Hmm. Why is the GDM xauth file so different on CentOS8

storm[0]:raines$ xauth -i -f /etc/opt/VirtualGL/vgl_xauth_key list
xauth:  /etc/opt/VirtualGL/vgl_xauth_key not writable, changes will be ignored
storm.nmr.mgh.harvard.edu/unix:  MIT-MAGIC-COOKIE-1  31f3b680d30a79f33cfa507fbd755498
#ffff#73746f726d2e6e6d722e6d67682e686172766172642e656475#:  MIT-MAGIC-COOKIE-1  31f3b680d30a79f33cfa507fbd755498
storm[0]:raines$ xauth add storm.nmr.mgh.harvard.edu/unix:  MIT-MAGIC-COOKIE-1  31f3b680d30a79f33cfa507fbd755498
xauth: (argv):1:  bad display name "storm.nmr.mgh.harvard.edu/unix:" in "add" command
storm[0]:raines$ xauth add storm.nmr.mgh.harvard.edu/unix:0  MIT-MAGIC-COOKIE-1  31f3b680d30a79f33cfa507fbd755498
storm[0]:raines$ DISPLAY=:0 xdpyinfo | head -3
name of display:    :0
version number:    11.0
vendor string:    The X.Org Foundation

Okay, so on storm I now do this

[root@storm ~]# cd /etc/opt/VirtualGL/
[root@storm VirtualGL]# mv vgl_xauth_key bad_key
[root@storm VirtualGL]# touch vgl_xauth_key
[root@storm VirtualGL]# xauth -f vgl_xauth_key add storm.nmr.mgh.harvard.edu/unix:0  MIT-MAGIC-COOKIE-1  31f3b680d30a79f33cfa507fbd755498
[root@storm VirtualGL]# chmod 644 vgl_xauth_key
[root@storm VirtualGL]# ls -l
total 8
-rw-r--r--. 1 root root 138 Mar 19 10:04 bad_key
-rw-r--r--. 1 root root  70 Apr  8 12:06 vgl_xauth_key

And now I can vglconnect to storm and run vglrun no problem

I will now modify my /usr/share/gdm/greeter/autostart/virtualgl.desktop to call a wrapper script that "fixes" the vgl_auth_key after running /usr/bin/vglgenkey

This missing ":0" is at the GDM level

[root@storm VirtualGL]# xauth -if /run/user/42/gdm/Xauthority list
storm.nmr.mgh.harvard.edu/unix:  MIT-MAGIC-COOKIE-1  31f3b680d30a79f33cfa507fbd755498
#ffff#73746f726d2e6e6d722e6d67682e686172766172642e656475#:  MIT-MAGIC-COOKIE-1  31f3b680d30a79f33cfa507fbd755498

so maybe this is a "bug" with GDM. But maybe vglgenkey could be adjusted to "fix" it when it sees it.

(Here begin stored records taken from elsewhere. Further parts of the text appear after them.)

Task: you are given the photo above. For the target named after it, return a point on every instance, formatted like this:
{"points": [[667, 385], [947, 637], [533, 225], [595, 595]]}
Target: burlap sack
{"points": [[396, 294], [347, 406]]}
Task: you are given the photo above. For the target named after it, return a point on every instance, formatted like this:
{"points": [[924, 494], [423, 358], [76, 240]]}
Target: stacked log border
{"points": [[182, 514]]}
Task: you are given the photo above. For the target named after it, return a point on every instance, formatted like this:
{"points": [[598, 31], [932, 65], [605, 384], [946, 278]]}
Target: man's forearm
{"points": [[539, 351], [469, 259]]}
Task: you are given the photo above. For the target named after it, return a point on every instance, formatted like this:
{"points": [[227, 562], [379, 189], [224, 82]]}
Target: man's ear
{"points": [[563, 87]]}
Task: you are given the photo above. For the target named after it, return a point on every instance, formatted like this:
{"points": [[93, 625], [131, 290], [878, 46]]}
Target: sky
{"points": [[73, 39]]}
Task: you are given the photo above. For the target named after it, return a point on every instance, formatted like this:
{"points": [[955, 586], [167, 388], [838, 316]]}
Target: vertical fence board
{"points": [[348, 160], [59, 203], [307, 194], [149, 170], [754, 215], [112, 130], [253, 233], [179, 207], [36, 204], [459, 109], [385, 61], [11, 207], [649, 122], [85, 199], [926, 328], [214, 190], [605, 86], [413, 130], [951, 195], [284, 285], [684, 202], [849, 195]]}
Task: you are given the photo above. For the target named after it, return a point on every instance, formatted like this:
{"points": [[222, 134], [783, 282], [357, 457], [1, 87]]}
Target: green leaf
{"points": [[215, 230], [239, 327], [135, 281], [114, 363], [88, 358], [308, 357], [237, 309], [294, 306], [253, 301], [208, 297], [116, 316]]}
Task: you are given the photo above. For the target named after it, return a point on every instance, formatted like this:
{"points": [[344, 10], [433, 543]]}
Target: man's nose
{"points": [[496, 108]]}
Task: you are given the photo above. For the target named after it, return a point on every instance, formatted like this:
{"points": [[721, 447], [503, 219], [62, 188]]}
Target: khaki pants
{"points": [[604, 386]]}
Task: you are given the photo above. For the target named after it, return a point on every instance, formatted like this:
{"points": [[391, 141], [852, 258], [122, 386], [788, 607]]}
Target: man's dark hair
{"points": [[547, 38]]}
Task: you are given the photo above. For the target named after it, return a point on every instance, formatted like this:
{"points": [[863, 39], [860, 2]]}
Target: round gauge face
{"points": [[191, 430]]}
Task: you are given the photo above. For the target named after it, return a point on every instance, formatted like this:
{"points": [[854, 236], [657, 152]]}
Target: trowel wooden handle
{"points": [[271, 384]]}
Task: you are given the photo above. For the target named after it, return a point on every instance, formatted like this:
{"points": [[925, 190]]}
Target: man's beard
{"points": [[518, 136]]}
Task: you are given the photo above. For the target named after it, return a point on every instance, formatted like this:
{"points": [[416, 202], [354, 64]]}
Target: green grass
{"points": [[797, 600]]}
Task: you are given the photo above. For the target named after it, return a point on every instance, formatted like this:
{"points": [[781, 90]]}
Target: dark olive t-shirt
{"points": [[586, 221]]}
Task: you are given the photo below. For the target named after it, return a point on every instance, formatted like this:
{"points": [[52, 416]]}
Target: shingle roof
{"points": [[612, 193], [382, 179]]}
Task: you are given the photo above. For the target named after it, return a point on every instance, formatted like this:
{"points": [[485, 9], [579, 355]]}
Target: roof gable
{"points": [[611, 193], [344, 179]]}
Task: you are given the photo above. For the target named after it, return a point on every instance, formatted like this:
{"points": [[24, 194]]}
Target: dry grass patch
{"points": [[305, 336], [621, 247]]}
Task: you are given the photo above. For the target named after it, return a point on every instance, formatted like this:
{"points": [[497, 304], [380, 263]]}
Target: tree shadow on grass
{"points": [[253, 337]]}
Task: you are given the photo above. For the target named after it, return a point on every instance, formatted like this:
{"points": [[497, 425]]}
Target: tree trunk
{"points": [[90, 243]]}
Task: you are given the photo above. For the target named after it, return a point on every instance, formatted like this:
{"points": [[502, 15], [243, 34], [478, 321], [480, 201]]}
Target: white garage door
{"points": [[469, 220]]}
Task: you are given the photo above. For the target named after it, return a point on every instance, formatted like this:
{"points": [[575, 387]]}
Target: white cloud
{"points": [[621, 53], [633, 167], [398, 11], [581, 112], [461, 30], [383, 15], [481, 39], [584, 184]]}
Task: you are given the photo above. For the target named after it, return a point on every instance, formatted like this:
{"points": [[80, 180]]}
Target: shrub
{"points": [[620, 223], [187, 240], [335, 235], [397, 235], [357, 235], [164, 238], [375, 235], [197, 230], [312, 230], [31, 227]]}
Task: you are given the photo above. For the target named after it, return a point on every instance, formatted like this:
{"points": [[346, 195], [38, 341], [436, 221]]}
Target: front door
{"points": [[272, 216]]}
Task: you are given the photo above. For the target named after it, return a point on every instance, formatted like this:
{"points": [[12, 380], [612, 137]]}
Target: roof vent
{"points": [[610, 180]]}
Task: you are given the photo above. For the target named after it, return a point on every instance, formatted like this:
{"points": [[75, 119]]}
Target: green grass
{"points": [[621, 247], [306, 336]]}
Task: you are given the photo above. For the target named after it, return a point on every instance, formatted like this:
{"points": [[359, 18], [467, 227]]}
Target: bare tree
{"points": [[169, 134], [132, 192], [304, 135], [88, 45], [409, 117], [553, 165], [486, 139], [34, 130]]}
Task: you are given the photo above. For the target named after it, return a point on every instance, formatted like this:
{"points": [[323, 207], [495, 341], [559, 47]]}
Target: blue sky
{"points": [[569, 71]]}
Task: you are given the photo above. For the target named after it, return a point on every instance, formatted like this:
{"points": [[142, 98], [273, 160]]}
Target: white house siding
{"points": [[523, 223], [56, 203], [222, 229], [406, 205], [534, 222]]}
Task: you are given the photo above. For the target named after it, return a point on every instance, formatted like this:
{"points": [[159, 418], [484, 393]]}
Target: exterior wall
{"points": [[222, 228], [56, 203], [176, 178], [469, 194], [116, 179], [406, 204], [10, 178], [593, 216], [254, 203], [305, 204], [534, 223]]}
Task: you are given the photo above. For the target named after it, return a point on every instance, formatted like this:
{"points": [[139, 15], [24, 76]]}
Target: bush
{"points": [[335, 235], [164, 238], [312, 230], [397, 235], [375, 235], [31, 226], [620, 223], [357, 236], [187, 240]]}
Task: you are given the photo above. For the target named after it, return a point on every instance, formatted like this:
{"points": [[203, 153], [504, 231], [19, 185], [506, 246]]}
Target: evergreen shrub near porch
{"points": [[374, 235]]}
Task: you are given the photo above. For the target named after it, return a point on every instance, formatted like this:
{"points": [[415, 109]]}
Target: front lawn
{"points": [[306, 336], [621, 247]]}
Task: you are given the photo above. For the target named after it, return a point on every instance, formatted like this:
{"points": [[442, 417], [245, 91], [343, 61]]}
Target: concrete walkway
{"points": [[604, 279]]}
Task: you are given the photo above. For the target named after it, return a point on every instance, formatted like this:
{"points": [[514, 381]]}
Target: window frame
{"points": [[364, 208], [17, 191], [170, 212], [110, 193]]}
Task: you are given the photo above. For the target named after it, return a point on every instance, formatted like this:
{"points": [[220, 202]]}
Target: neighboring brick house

dcommander commented 3 years ago

I can't reproduce the issue, which is a necessary first step before I can fix it or work around it. What I did:

  1. cleared ~/.Xauthority on my CentOS 8 machine
  2. connected to the machine using vglconnect -s
  3. verified that ~/.Xauthority contained only the cookie for the SSH-forwarded 2D X server connection
  4. executed vglrun /opt/VirtualGL/bin/glxspheres64
  5. verified that GLXspheres launched correctly
  6. verified that ~/.Xauthority contained both the cookie for the SSH-forwarded 2D X server connection and the 3D X server connection

I also tried the same thing with a VNC session as the 2D X server, as you indicated above. Same results. Are you sharing a home directory between client and server? What else could I be missing?

paulraines68 commented 3 years ago

Yes, I am sharing a home directory on all the machines involved over NFS. I have nothing going on that would be writing to the ~/.Xauthority file at the same time ignoring locks. If locking was the issue, the issue would be more random but it is consistent.

If you xauth list the /etc/opt/VirtualGL/vgl_xauth_key on the remote machine running C8, do you see a /unix:0 or just /unix:

And after running vlgrun on the remote machine what is in your ~/.Xauthority exactly?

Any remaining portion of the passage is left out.